このように売手側にとっては、一旦買手のオファーを検討しつつ、新たな別の買手のオファーが望ましければそのオファーの検討ができるため、複数のオファーを検討することが可能です。しかし、このアルゴリズムは、M&Aの成立件数を増やすことを目的としてはおらず、あくまでも安定的なマッチングを見つけることに適しているため、M&Aプラットフォームのアルゴリズムとしては理想的とはいいがたいです。なぜなら、M&Aにおける売手の希望として、買手に対する選好評価に関わらず、できる限り高い金額を提示する買手とのマッチングを望んでいる場合も考えられるからです。そのため、今後は当事者間のインセンティブを反映できるようなM&Aマッチングに適したアルゴリズムを検討していく必要性があるでしょう。

2.オークション

前述のマッチングアルゴリズムとは別に、M&Aでは、売手ができる限り高い金額を提示する買手とマッチングするため方法としてオークションが用いられています。このオークションについては、経済学であるマーケットデザインの研究分野として理論体系が構築され、実社会への応用も多い理論です。実際、米国スタンフォード大学のポール・ミルグロム教授とロバート・ウィルソン名誉教授が、オークション理論の学術的な貢献とその制度設計による実社会への貢献実績が認められて2020年のノーベル経済学賞を受賞しています。このオークションの活用領域は、M&A以外にも美術品の販売や競売物件、国債の購入や証券市場での新規株式の購入等、多岐にわたります。

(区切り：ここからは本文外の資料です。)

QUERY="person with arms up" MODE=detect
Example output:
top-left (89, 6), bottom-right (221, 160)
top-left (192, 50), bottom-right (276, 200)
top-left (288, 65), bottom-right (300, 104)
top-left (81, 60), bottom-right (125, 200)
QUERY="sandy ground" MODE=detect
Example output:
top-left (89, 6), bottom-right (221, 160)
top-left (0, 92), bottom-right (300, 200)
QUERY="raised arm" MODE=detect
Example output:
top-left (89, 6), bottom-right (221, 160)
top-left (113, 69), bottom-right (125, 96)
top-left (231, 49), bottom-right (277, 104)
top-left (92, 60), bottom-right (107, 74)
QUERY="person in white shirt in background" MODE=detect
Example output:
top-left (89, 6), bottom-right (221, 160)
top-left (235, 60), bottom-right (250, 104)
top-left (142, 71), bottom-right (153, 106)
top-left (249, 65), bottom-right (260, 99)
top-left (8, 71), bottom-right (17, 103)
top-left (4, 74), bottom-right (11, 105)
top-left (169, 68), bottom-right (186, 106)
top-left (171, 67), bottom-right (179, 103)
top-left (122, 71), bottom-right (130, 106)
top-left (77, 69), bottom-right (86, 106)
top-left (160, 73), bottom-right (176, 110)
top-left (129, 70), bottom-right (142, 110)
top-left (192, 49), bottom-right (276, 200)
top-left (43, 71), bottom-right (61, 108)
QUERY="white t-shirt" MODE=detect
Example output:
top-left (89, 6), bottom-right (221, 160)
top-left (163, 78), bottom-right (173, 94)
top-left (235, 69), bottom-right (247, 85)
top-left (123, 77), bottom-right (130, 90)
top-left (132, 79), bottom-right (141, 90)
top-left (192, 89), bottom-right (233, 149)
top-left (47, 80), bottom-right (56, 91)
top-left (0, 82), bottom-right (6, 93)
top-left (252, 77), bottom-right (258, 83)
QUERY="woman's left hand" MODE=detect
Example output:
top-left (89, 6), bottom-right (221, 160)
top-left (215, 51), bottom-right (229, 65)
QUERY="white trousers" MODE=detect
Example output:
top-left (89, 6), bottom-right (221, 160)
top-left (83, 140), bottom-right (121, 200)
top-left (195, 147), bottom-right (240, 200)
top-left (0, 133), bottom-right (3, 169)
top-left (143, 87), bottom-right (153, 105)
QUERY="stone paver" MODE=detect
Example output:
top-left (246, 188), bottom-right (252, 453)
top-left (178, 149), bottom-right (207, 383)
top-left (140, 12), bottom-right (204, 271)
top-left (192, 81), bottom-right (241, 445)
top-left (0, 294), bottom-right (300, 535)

オークションが経済学の分野として扱われている理由は、マーケットメカニズムを研究するうえで有用なツールとして認識されているからです。このマーケットメカニズムとは、需要と供給で成り立つ市場で金銭的な取引を行う場合において、価格がどのように形成されるのか、最終的に誰が何を得るかといった配分を決めるルールのことを示します。そのため、オークションは供給制限がある希少性の高い財(絵画やアンティーク)や売手と買手の一方あるいは双方において適正価格の分からない財の売買をする場合に価格を決めるツールとして利用されます。

入札価格の形成方法に焦点を当てたオークションの方法は、以下の図4に示す通り4種類の方法に分けられます。まず、参加者の入札価格がわかる公開型には、最も高い価格を落札価格とする競り上げ式オークションと、最も高い価格から価格を下げて、最も早く入札した人の価格を入札価格とする競り下げ式オークションの2種類があります。次に、参加者の入札価格が他の参加者に分からない封印型には第一価格オークションと第二価格オークションの2種類があります※3 。

図表4

また、オークションで競売にかけられる財の価格がどのように決まるのかは、オークション参加者のその財に対する評価値(=最大限支払ってもよい価格)が大きなポイントになります。この評価値の内、他の入札者の評価値の影響を受けない評価値を経済学では私的価値(private value)と呼びます。この私的価値は、入札する参加者(以下、「買手」とする)ごとにこの評価値の金額は異なり、オークション主催者(以下、「売手」)側はこの金額がわかりません。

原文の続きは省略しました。